After further testing and a round of chemo, I was diagnosed with non-small cell lung cancer with an ALK-positive mutation in August 2018 at 27 years old. After seeing a few doctors at different hospitals, we settled on a doctor locally. I was prescribed a medication and took three pills twice a day.

After three months on the medication, I got a CT scan and the doctor informed me the cancer cells were 90% gone. I felt no side effects from the drug and had been living my life as normal — even running a marathon during that time. Receiving this news, I was relieved and comforted. My family — especially my wife and father, who had been incredibly supportive throughout all of this — were even more relieved.

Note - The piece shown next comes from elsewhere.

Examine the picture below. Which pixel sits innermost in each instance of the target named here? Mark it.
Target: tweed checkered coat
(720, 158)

For six years, we received a CT scan every six months with no changes evident. At this time, we inquired about taking a break from the medication in order to start a family, and with our doctor’s blessing, we did so.

In March 2024, we had our beautiful Julia and were over the moon with life. We were showing no signs of cancer growth, had a beautiful daughter and were running two successful businesses.

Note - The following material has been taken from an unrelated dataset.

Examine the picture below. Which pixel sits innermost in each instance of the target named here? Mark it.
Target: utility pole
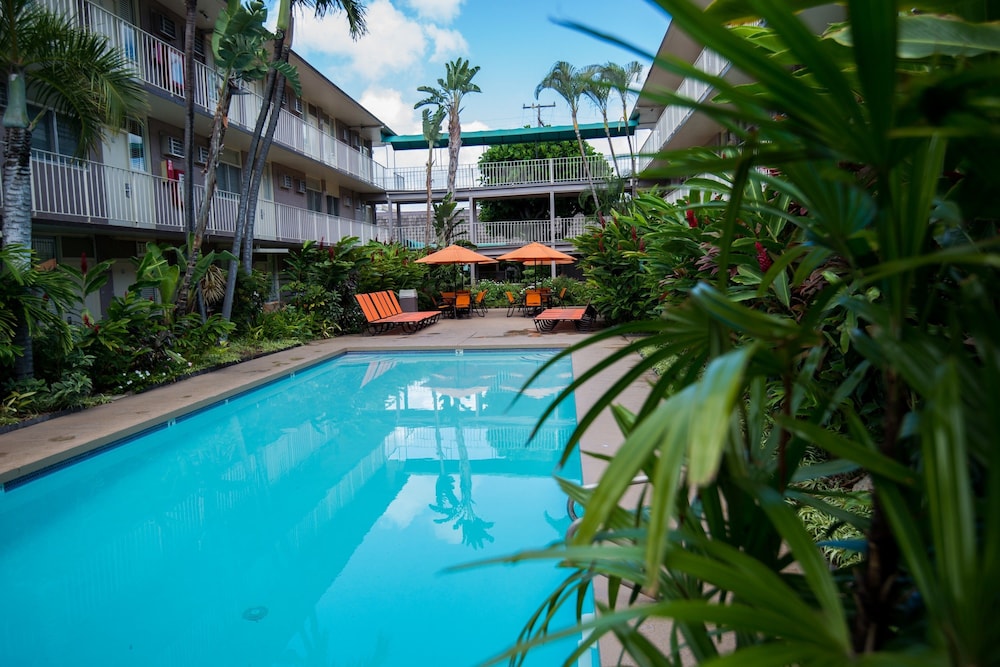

Yet, in November of that same year, that joy began to waver. I went in for my six-month scan and they weren’t able to view my right lung because of fluid accumulation. In the time since my initial diagnosis, we had moved across the country, and I was scheduling my six-month appointments based on family events and holidays. The doctor told me the left lung looked good, but based on the fluid, I should find a doctor where I live now — as he said I’d probably be having a few more appointments coming up.

As we waited to see a new doctor, I started to feel worse and worse. I began getting my lungs drained every other week, and then every week. Once I finally got to see a doctor, I truly felt I was past the point of return. I was ordered more imaging.

The new imaging showed new tumors in the right lung, as well as some metastasis in the left lung, pelvis, spine — and most horrifyingly — my brain. I had been feeling off for some time, and this explained it.

As we approached my daughter’s first birthday, I was feeling worse every day. With my family coming into town, I so desperately just wanted to enjoy a celebration. I couldn’t. I had to take a nap in the middle of her birthday party because my head hurt so badly.

I started a trial drug that week, but my brain had been rapidly getting worse since the scans. The day after the party, my father went with me to the hospital to get a catheter installed in my right lung so I could drain it myself instead of going to the hospital once a week. Who would’ve guessed a semi-permanent catheter installed in your body would be a great relief?

When I got another scan, the lesions in my brain were getting better, but the rest of my body was getting worse. Unable to do chemo on the trial drug, they moved me to the previous-generation drug, Lorlatinib.

I’m doing chemo and handling it pretty well now, although it’s only been a few months. The lesions in my brain are almost totally gone. And while the tumors in my lungs are not getting better, they don’t seem to be getting worse either.

I feel some guilt for bringing a child into the world knowing my cancer could come back. But I also feel immense gratitude for every moment I get to spend with her and my family.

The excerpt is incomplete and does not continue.